A production-grade multi-agent recruiting system that treats candidate evaluation as an engineering problem, not a prompt problem. Most AI recruiting tools are a single LLM call wrapped in a UI, with no structured evaluation and no reliability guarantees. This one is built differently.
Architecture
The pipeline runs as a deterministic state machine, not a free-running agent loop. Four sequential stages: role extraction, criteria parsing, project ranking, CV Q&A. Each stage has a defined input/output contract, so no stage can hallucinate its way into the next.
Key systems
MCP-based tool registry with an A2A critic layer. The recruiter agent hands off responses to an independent critic agent for structured automated review before results reach the user.
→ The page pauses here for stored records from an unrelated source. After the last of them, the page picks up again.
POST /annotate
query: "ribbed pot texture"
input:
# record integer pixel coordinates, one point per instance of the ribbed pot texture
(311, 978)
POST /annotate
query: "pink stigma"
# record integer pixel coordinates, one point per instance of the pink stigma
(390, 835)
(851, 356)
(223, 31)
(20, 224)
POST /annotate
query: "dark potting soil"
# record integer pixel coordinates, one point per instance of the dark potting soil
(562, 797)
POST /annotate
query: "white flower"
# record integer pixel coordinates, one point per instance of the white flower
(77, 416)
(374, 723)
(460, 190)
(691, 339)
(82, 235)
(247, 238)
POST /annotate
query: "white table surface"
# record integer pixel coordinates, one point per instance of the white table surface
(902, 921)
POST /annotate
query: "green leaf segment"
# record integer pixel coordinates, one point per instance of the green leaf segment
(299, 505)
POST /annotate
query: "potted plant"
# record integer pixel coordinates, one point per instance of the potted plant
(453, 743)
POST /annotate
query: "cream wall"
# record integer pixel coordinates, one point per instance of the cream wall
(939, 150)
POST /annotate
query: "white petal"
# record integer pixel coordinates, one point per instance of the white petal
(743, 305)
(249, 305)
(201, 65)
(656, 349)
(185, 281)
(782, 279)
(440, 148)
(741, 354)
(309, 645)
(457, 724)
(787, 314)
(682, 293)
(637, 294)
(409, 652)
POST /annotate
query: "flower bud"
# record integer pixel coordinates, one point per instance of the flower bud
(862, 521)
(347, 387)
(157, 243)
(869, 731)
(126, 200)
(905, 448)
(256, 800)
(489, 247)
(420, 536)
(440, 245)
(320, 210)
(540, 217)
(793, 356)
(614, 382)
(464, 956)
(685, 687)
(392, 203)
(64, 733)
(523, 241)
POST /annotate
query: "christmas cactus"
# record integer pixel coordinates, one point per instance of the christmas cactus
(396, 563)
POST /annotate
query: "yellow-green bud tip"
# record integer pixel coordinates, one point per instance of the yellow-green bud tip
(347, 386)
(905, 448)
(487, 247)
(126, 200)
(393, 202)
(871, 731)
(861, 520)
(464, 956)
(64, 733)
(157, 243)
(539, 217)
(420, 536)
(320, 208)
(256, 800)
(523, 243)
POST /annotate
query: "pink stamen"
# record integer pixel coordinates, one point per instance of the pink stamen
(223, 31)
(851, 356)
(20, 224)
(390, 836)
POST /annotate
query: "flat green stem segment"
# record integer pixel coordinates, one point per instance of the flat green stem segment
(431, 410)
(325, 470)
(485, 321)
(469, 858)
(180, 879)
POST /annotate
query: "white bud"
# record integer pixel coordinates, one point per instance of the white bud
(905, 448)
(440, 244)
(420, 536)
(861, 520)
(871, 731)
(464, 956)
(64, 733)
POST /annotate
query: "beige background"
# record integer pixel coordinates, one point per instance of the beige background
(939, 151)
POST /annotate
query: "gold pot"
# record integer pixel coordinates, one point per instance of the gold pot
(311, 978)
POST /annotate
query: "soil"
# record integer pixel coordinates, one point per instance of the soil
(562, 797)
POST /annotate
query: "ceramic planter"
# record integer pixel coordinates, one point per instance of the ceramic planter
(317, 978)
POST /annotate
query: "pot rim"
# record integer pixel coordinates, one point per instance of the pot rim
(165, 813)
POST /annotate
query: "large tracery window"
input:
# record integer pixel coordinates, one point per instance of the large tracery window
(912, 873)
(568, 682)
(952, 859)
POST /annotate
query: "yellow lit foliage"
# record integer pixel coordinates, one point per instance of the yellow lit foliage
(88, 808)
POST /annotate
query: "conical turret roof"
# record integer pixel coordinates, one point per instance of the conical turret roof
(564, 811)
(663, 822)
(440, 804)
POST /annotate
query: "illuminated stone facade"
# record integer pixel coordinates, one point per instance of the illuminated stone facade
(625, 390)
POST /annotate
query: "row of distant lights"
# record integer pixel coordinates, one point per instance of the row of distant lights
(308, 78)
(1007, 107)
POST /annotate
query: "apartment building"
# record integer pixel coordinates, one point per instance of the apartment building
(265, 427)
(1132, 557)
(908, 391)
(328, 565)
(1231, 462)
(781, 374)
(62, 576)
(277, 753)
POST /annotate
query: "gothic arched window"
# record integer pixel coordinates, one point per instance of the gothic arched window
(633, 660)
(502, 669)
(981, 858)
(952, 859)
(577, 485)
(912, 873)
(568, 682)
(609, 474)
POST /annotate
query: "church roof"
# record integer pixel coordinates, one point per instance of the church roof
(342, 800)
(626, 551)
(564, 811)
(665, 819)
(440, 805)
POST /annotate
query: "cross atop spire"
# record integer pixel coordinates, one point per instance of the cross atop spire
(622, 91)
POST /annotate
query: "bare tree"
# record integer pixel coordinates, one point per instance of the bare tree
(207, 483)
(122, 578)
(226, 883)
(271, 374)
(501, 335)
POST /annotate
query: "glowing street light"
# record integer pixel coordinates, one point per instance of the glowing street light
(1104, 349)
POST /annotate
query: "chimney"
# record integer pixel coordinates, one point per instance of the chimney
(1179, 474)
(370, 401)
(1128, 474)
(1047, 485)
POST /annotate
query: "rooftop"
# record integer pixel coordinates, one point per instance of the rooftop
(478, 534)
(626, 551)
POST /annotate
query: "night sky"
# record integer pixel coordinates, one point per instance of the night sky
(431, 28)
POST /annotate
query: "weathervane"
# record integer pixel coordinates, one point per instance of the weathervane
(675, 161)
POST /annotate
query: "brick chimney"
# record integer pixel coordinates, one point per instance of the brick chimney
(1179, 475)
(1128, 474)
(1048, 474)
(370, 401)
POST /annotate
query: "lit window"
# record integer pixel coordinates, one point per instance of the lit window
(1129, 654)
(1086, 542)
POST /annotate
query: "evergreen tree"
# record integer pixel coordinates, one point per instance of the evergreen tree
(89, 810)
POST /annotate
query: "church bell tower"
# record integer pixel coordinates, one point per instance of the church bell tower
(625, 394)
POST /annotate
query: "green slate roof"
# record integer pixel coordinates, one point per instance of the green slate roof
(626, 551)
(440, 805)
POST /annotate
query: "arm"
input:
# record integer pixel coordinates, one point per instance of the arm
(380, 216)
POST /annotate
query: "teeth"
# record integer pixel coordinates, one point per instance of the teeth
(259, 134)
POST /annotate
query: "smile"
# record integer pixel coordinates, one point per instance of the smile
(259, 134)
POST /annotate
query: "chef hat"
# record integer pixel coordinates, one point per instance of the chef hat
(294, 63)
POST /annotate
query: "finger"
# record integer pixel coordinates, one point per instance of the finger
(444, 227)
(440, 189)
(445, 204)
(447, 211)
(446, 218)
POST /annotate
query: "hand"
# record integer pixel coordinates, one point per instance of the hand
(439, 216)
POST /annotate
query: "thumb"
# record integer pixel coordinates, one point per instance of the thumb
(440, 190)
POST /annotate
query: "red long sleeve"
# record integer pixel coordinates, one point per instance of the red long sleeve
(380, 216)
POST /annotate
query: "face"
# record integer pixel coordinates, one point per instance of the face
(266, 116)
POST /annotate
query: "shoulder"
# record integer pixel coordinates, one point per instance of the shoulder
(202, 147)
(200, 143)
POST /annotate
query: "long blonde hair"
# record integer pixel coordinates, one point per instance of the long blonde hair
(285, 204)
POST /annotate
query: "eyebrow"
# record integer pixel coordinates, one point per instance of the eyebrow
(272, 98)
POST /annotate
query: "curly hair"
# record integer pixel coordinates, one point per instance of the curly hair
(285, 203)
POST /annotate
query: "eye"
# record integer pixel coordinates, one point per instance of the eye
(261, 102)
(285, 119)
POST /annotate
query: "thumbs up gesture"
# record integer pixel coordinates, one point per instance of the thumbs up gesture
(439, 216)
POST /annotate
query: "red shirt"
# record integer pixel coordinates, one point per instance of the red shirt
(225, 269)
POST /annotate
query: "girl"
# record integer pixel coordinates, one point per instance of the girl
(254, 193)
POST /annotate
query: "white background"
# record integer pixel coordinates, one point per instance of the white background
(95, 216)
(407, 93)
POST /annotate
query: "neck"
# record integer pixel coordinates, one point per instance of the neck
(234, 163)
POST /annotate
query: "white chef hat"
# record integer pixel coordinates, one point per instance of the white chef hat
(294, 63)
LLM-as-a-Judge evaluation suite with golden datasets and multi-metric scoring (faithfulness, relevancy, factuality).
Session-based memory and full trajectory logging across the entire pipeline.
Voice interface: Deepgram nova-2 STT and Google Neural2-D TTS over persistent WebSockets. ~600ms time-to-first-audio with sentence-level parallel synthesis and barge-in cancellation.
TTS benchmarking: why Google Neural2-D won
ElevenLabs was the slowest option. I benchmarked 3 TTS providers and the results surprised me.
Browser Web Speech API: ~300ms E2E. Free. Sounds robotic, zero production reliability.
ElevenLabs Turbo v2.5: ~977ms first audio. The "low-latency" model. GCP Cloud Run → ElevenLabs is a cross-cloud HTTP round trip. Physics wins.
Google Cloud Neural2-D: ~398ms first audio. Co-located with the rest of the stack on GCP. 1M chars/month free.
The full E2E breakdown (transcript → first audio byte): agent routing 35ms (deterministic, no LLM in hot path) + TTS synthesis ~400ms = ~600ms total.
Three things that actually moved the needle:
Deepgram endpointing. Default 300ms silence before is_final. Cut to 150ms. Shaved ~150ms off perceived latency for short commands.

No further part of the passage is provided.